General Motors Co.’s (NYSE: GM) Chevy, in the midst of a full-sized pickup war with Ford Motor Co. (NYSE: F) and Fiat Chrysler Automobiles N.V. (NYSE: FCAU), has cut the price of one version of its Silverado by $9,000 which is 18% of the manufacturers suggested retail price. The full-sized pickups are the top selling products for all three companies, so the stakes are very high.
The 2018 Silverado 1500 Crew Cab LT All Star with four-wheel drive is one of the dozens of configurations of the pickup. The Silverado line is nearly 20% of all GM’s U.S. sales. It is handily beaten in annual sales by the Ford F-150, which has been the top-selling vehicle in American for years. It also competes with Fiat Chrysler’s RAM, which usually holds third place in the competition.
Ford is just as aggressive in terms of pricing for one of its pick-ups. The F-150 XLT SuperCrew 302A carries a $9,000 discount.
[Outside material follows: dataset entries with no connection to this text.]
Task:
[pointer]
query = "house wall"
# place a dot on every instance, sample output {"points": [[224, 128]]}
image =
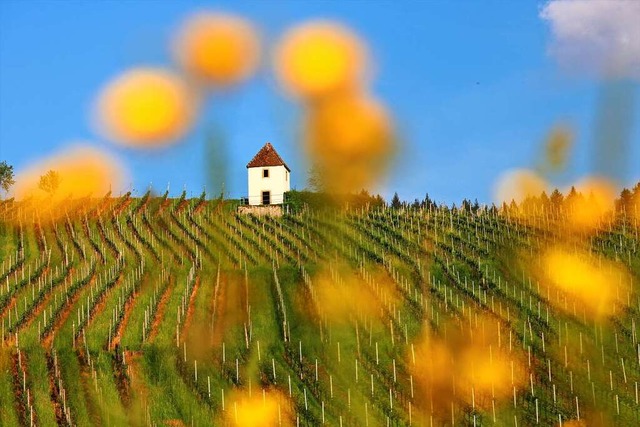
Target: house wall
{"points": [[278, 183]]}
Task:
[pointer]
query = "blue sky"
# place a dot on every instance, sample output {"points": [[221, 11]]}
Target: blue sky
{"points": [[470, 84]]}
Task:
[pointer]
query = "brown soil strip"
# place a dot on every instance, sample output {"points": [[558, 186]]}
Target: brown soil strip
{"points": [[190, 308], [128, 307], [64, 315], [41, 306], [157, 319]]}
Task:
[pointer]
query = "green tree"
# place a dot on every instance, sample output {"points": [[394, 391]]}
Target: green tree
{"points": [[395, 202], [6, 176], [50, 182]]}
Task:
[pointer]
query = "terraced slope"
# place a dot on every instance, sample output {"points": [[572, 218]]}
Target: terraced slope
{"points": [[155, 311]]}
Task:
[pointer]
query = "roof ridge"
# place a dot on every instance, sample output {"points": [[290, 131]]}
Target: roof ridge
{"points": [[267, 156]]}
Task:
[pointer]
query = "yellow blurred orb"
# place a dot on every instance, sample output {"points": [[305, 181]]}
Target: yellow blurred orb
{"points": [[596, 285], [146, 107], [518, 185], [83, 170], [351, 138], [259, 410], [218, 48], [350, 127], [319, 58]]}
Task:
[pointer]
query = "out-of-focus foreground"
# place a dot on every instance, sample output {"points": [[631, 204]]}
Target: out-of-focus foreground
{"points": [[158, 311]]}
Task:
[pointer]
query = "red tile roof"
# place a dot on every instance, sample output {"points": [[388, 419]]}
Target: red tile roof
{"points": [[267, 156]]}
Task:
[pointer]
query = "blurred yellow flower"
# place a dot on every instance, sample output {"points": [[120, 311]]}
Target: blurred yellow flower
{"points": [[218, 48], [146, 107], [259, 410], [599, 287], [351, 138], [81, 171], [320, 58]]}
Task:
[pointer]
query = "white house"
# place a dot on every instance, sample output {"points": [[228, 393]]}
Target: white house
{"points": [[268, 177]]}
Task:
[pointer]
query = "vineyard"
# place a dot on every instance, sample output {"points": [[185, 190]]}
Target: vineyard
{"points": [[158, 311]]}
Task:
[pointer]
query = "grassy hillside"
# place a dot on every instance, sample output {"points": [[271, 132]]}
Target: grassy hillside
{"points": [[156, 311]]}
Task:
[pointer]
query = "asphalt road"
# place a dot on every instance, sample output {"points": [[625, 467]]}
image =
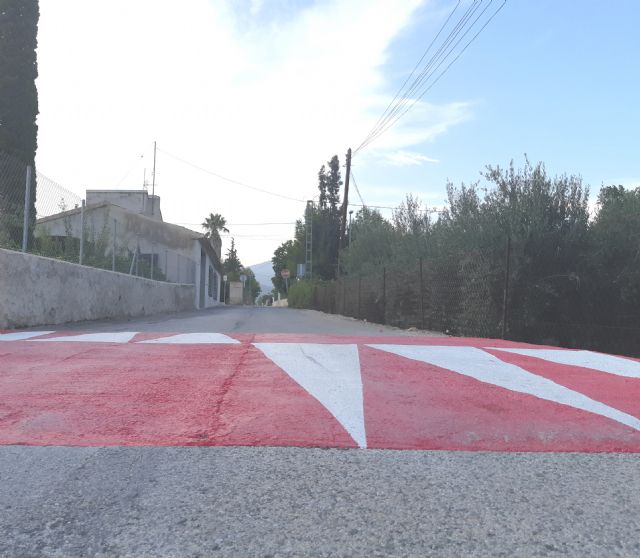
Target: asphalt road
{"points": [[244, 319], [251, 501]]}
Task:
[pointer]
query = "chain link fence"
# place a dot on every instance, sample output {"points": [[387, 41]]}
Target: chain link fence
{"points": [[478, 294], [57, 223]]}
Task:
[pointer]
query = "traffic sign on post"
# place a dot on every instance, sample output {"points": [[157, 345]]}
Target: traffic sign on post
{"points": [[285, 273]]}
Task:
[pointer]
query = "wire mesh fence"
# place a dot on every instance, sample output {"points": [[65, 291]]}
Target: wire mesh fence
{"points": [[58, 224], [480, 294]]}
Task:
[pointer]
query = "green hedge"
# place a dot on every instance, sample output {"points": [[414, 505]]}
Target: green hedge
{"points": [[300, 293]]}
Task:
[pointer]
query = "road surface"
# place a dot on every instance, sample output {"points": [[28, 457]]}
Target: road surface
{"points": [[102, 475]]}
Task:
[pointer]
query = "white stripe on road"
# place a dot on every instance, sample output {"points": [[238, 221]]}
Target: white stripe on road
{"points": [[22, 335], [585, 359], [331, 374], [487, 368], [110, 337], [194, 339]]}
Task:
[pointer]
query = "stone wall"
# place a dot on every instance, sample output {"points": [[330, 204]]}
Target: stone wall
{"points": [[38, 291]]}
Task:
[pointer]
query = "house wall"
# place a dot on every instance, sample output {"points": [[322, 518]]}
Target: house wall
{"points": [[235, 292], [171, 245], [135, 201], [37, 291], [212, 290]]}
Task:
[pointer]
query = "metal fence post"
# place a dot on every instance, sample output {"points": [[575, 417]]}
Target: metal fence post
{"points": [[113, 246], [81, 256], [421, 297], [384, 295], [27, 205], [505, 299]]}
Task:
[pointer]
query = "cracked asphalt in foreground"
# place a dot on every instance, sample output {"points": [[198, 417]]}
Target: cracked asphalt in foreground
{"points": [[261, 501], [217, 501]]}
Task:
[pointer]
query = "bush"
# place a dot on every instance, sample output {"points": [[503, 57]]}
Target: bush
{"points": [[300, 293]]}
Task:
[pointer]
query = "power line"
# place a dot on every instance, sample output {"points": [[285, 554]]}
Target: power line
{"points": [[462, 22], [231, 180], [421, 84], [390, 124], [443, 52], [357, 189], [399, 93]]}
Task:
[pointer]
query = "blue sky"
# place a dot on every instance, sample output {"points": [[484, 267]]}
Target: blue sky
{"points": [[265, 91], [557, 80]]}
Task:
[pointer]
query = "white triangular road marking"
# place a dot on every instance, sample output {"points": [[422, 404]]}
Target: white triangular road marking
{"points": [[585, 359], [194, 339], [331, 374], [487, 368], [22, 335], [107, 337]]}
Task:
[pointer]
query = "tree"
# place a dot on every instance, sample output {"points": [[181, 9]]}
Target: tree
{"points": [[232, 264], [213, 225], [614, 257], [18, 111]]}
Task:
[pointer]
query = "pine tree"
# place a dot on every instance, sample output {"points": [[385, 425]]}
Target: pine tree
{"points": [[334, 182], [18, 112]]}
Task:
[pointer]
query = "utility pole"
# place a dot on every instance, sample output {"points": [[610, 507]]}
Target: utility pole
{"points": [[345, 203], [308, 252], [153, 180]]}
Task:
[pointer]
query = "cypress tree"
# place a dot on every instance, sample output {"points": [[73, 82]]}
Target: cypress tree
{"points": [[18, 111]]}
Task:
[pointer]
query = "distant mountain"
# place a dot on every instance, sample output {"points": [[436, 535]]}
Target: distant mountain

One RAM model has a “cash allowance” offer of $3,500 and, in some cases, 0% APR for 36 months.
In each case, the manufacturers are undermining their margins, which means management believes total sales are at risk without the offers. It is a balance between market share and margins. Outsiders are left to wonder what math the CFOs of the three companies have used to tell whether the decisions make sense.
These deals will become more critical, and perhaps costly, as U.S. cars sales begin to flatten on an annual basis and begin to fall, as most experts expect will happen within one of two years. And, there are lingering fears of a recession which can shave millions of units off annual cars sales, if the last recession is any lesson.
Ford, GM and Fiat Chrysler are playing a dangerous discount game. In each case, it is likely their management think they have no other options.